As an interesting note, one of my coworkers pointed out that pull tools seem
to follow the "Facade" design pattern.  From Erich's Gamma book here is the
description of the Facade Pattern:

"Intent .- Provide a unified interface to a set of interfaces in a
subsystem. Facade defines a higher-level interface that makes the subsystem
easier to use.
Motivation .- Structuring a system into subsystems helps reduce complexity.
A common desing goal is to minimize the communication and dependencies
between subsystems. One way to achieve this goal is to introduce a facade
object that provides a single, simplified interface to the more general
facilities of a subsystem."

Thus the pull tool (the facade) makes easier for the designer to use a
simplified interface rather than having to understand the whole object model
of the application. Right?

--
  Humberto

-----Original Message-----
From: Scott Eade [mailto:[EMAIL PROTECTED]]
Sent: Friday, January 04, 2002 4:42 AM
To: Turbine Users List
Subject: Re: When to use screens vs. actions


From: "David Wynter" <[EMAIL PROTECTED]>
> Having watched the mailing list closely it was evident that screen classes
> were going the way of the Dodo. So in preparation for T3 we used Actions
and
> Pull tools. We put all pull tools in one class after some discussion about
> whether the OR classes should carry out this function. It was decided that
> there were quite a lot of joins being made that was not appropriate for
the
> OR classes, they provide a support role. The downside is that this Pull
tool
> class has become fairly large and unwieldy.

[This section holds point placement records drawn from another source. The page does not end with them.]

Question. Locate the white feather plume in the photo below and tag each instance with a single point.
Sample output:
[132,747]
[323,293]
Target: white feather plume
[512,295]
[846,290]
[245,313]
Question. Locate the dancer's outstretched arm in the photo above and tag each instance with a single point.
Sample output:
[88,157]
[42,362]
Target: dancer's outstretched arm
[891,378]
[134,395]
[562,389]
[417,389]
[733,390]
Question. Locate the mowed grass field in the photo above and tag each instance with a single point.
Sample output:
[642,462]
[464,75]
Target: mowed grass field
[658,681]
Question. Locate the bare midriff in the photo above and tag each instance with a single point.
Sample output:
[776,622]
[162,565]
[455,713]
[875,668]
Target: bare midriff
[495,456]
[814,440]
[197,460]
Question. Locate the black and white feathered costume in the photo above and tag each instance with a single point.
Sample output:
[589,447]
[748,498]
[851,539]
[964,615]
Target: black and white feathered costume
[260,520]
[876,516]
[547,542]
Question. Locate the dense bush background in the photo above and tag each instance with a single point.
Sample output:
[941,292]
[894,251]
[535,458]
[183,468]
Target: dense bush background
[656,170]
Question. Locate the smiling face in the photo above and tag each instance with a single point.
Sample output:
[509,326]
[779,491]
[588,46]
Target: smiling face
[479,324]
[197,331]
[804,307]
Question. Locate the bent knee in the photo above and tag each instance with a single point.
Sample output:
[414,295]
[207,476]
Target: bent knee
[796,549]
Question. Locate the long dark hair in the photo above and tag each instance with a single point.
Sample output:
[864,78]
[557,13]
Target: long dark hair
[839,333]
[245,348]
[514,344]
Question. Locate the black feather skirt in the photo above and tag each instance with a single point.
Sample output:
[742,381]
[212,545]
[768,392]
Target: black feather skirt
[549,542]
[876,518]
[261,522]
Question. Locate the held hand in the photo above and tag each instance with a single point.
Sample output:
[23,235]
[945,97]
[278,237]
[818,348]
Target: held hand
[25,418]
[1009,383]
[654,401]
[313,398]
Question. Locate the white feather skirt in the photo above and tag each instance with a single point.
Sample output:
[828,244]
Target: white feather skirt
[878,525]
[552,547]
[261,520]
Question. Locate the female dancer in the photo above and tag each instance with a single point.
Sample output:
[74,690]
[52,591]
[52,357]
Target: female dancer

My pull tool is bigger than yours!!! ;-)

Seriously though, I too had/have a lot of functionality concentrated
in a single pull tool.  I did actually move a bunch of the code back
into the torque classes and this simplified things quite a bit.  Before
my template may have included a couple method invocations to my
pull tool, but more often this is now one method invocation on the pull
tool and another on the result.  This has worked really well and I am
much happier with the size and complexity of my pull tool (I can't help
it, I have to laugh when I write this).

My application splits functionality between four groups of users and
I have recently given consideration to splitting the pull tool into two
or even four separate pull tools that support these different groups of
users.  In one case this will simplify things greatly as there is a
particular group of users whose functionality is limited in in a certain
way that might be more consistently enforced using an isolated tool.

> To add to what has been said below, our Action classes are required to
build
> quite a bit of the context due to the omission of the Screen class. The
Pull
> tool needs to have the primary keys of all the entities it needs to flesh
> out for the screen so these have to come from the Action class. So our
> Action classes are split into 2 sections, process the form and do the
> database operation/s, then in the 2nd section dependent on the result,
build
> the appropriate context, including error messages if required.

Other ways to get the primary keys are to pass them as query data or
to retain a limited set in User.Temp.  I find these methods work very
well - the only time I use an action is when a form is involved.